Podążyłem z Krystianem za dziewczynami, po czym załadowaliśmy ostatnie rzeczy i wsiedliśmy do środka. Kumpel z Leną zajęli miejsca z tyłu (tylko mi tam grzecznie!), a Zuza dołączyła do mnie z przodu. Włączyłem silnik, a potem ruszyliśmy w drogę, w stronę Gdyni.

W trakcie jazdy słuchaliśmy całej playlisty piosenek przygotowaną przez dziewczyny. Znajdowały się tam niemalże wszystkie utwory wokalistów lub zespołów, którzy mieli zagrać na festiwalu, a one chciały pójść na ich koncert. Miałem swoich faworytów, których kawałki (na szczęście) też się w tym tworze muzycznym znalazły.

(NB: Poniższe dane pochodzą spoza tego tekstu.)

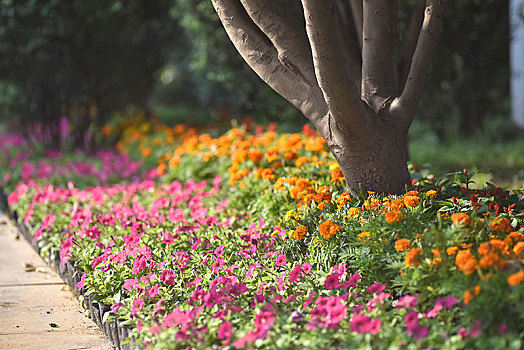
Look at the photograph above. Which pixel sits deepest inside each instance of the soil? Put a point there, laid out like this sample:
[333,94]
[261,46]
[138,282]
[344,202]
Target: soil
[37,309]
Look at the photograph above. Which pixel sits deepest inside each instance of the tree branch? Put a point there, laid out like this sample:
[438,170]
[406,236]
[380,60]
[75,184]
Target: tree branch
[380,37]
[356,11]
[287,35]
[258,51]
[410,42]
[337,74]
[426,45]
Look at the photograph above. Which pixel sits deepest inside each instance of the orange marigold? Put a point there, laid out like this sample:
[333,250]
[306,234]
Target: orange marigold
[516,236]
[402,244]
[300,232]
[466,261]
[328,229]
[353,211]
[452,250]
[337,175]
[300,161]
[468,297]
[431,193]
[518,248]
[267,174]
[411,201]
[364,235]
[413,257]
[343,199]
[501,224]
[255,155]
[393,215]
[436,256]
[489,260]
[461,218]
[516,278]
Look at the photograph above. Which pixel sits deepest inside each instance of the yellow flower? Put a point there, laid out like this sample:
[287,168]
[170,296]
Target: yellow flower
[516,278]
[300,232]
[328,229]
[402,245]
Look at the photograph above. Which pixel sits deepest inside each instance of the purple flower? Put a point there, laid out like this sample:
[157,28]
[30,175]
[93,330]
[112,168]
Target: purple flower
[407,302]
[280,260]
[131,283]
[82,282]
[376,288]
[332,281]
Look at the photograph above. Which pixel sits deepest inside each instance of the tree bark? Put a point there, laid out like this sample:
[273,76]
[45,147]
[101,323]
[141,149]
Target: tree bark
[353,97]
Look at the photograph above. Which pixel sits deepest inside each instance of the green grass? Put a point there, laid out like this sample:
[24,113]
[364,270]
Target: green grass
[505,161]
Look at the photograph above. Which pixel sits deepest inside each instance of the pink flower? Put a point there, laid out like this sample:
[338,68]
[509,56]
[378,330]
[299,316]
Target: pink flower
[225,331]
[463,332]
[407,302]
[252,268]
[440,304]
[153,291]
[372,303]
[413,327]
[116,306]
[217,265]
[352,282]
[138,303]
[131,283]
[376,288]
[306,268]
[281,282]
[211,220]
[248,338]
[332,281]
[294,275]
[212,298]
[158,306]
[168,277]
[65,251]
[264,320]
[280,260]
[82,282]
[362,324]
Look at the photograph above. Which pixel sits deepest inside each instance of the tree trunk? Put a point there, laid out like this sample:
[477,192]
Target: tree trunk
[373,157]
[350,95]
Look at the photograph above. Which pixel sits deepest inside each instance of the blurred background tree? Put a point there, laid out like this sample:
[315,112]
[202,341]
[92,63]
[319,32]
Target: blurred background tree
[87,59]
[79,59]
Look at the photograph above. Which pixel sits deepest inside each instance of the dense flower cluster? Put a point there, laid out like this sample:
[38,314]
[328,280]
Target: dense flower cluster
[274,253]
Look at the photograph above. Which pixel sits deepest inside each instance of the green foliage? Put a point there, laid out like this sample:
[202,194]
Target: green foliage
[82,58]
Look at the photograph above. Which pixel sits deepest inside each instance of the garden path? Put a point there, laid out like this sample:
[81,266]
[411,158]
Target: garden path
[37,309]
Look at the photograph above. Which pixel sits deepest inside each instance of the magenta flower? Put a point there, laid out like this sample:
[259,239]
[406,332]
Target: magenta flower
[225,331]
[116,306]
[352,282]
[153,291]
[168,277]
[212,298]
[362,324]
[264,320]
[376,288]
[280,260]
[407,302]
[138,303]
[82,282]
[332,281]
[413,327]
[131,283]
[440,304]
[306,268]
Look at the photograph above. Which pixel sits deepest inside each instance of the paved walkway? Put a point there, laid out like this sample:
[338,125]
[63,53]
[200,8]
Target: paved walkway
[37,309]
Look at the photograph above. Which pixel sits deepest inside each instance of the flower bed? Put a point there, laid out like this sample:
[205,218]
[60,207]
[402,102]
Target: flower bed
[274,254]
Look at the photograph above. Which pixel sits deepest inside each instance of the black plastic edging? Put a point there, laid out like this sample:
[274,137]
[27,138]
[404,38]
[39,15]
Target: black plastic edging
[114,330]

— Zuza, włączysz coś innego niż Darię Zawiałow? Wiemy, że ją ostatnio bardzo polubiłaś, a nic do samej wokalistki nie mamy, ale bądźże dla nas litościwa i puść coś, co wujka Krychę zadowoli — wtrącił w pewnym momencie jazdy.

— Zgodzę się, ale pod warunkiem, że będzie to piosenka z kategorii ulubionych od Mikołaja — dziewczyna spojrzała na mnie, a ja jakby automatycznie odwróciłem szybko na nią wzrok.

— W porządku — odezwałem się — Miło mi, że o mnie pamiętasz, ale na ten moment mi to nie przeszkadza, więc niech Krystian decyduje — posłałem jej lekki uśmiech, a później skupiłem się na drodze.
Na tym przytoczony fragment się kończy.